Signs of Dental Problems in Older Dogs
- Bad breath that’s noticeably worse than before (not just “dog breath” — a sharp, unpleasant odor)
- Yellow or brown tartar buildup, especially along the gumline
- Red, swollen, or bleeding gums
- Loose or missing teeth
- Dropping food while eating, or chewing only on one side
- Pawing at the mouth or rubbing the face on furniture
- Reduced interest in hard food or chew toys
- Drooling more than usual, sometimes tinged with blood
Why It Gets Worse With Age
Tartar buildup is cumulative — it’s been forming since puppyhood if teeth were never professionally cleaned, and by the senior years it’s had a decade or more to work under the gumline. That leads to periodontal disease, which isn’t just a mouth problem: the bacteria involved can enter the bloodstream and has been linked to strain on the kidneys, liver, and heart in dogs with long-term untreated dental disease.

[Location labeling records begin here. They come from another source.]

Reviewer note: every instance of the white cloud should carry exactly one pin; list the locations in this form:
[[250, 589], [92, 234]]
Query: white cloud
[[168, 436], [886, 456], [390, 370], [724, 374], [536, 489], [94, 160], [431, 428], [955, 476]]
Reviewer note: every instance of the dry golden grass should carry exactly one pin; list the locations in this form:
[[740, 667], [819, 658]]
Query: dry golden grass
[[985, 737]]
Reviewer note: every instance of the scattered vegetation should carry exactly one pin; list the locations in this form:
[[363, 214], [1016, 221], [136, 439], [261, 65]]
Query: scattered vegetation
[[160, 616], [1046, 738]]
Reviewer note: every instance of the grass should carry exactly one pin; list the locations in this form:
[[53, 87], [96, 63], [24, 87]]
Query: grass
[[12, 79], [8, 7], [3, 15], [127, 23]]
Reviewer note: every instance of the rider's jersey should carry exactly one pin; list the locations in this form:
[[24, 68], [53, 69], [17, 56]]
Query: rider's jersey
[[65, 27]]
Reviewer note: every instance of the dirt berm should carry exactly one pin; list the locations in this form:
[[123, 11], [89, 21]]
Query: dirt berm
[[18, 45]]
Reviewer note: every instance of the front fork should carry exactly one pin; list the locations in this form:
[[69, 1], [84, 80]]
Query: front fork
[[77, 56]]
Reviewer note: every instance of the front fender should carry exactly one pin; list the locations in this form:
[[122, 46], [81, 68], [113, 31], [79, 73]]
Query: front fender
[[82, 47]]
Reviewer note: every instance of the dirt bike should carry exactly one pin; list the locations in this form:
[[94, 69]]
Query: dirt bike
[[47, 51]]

What a Vet Visit for Dental Issues Involves
A real dental exam and cleaning for a dog requires general anesthesia — dogs won’t hold still for scaling under the gumline, and X-rays (needed to see problems below the gum surface) require a still patient. The process usually includes:
- Pre-anesthetic bloodwork to confirm the dog is a safe anesthesia candidate
- Full mouth X-rays
- Scaling and polishing above and below the gumline
- Extraction of any teeth that are too damaged to save
The Anesthesia Question for Senior Dogs
This is usually the biggest hesitation owners have, and it’s a fair one. Anesthesia risk does increase with age, but it’s manageable with proper precautions — pre-anesthetic bloodwork, IV fluids during the procedure, and continuous monitoring are standard for senior patients specifically because vets know the risk profile is different. For most healthy seniors, the risk of not treating advanced dental disease (chronic pain, infection, organ strain) outweighs the anesthesia risk itself. Dogs with significant heart or kidney disease need a more individualized risk conversation with their vet.

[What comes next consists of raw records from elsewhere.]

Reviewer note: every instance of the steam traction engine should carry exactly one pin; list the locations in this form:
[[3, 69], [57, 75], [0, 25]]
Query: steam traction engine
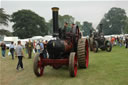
[[69, 50]]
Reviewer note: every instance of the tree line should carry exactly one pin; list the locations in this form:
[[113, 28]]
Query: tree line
[[28, 23]]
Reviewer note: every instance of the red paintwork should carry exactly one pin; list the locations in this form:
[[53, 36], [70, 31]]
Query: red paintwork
[[53, 62]]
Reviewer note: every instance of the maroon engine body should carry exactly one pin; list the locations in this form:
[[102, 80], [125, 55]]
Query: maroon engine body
[[62, 51]]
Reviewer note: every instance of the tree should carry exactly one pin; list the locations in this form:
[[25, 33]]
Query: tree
[[61, 20], [5, 32], [114, 21], [87, 27], [4, 18], [27, 24]]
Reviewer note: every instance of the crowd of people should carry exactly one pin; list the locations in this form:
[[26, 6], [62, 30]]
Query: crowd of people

What You Can Do Between Cleanings
- Daily brushing with dog-specific toothpaste (never human toothpaste — it can contain xylitol, which is toxic to dogs) makes the biggest long-term difference
- Dental chews and water additives help but don’t replace brushing or professional cleanings
- Softening dry food with warm water if a dog is avoiding hard kibble due to mouth pain — but treat this as a signal to get the mouth checked, not a permanent workaround
When It’s Urgent
Don’t wait for a routine checkup if you see: a visibly broken tooth with exposed pulp (pink/red center), a facial swelling near the jaw, or a sudden refusal to eat. These usually mean an active infection or abscess that needs attention soon, not on the next scheduled visit.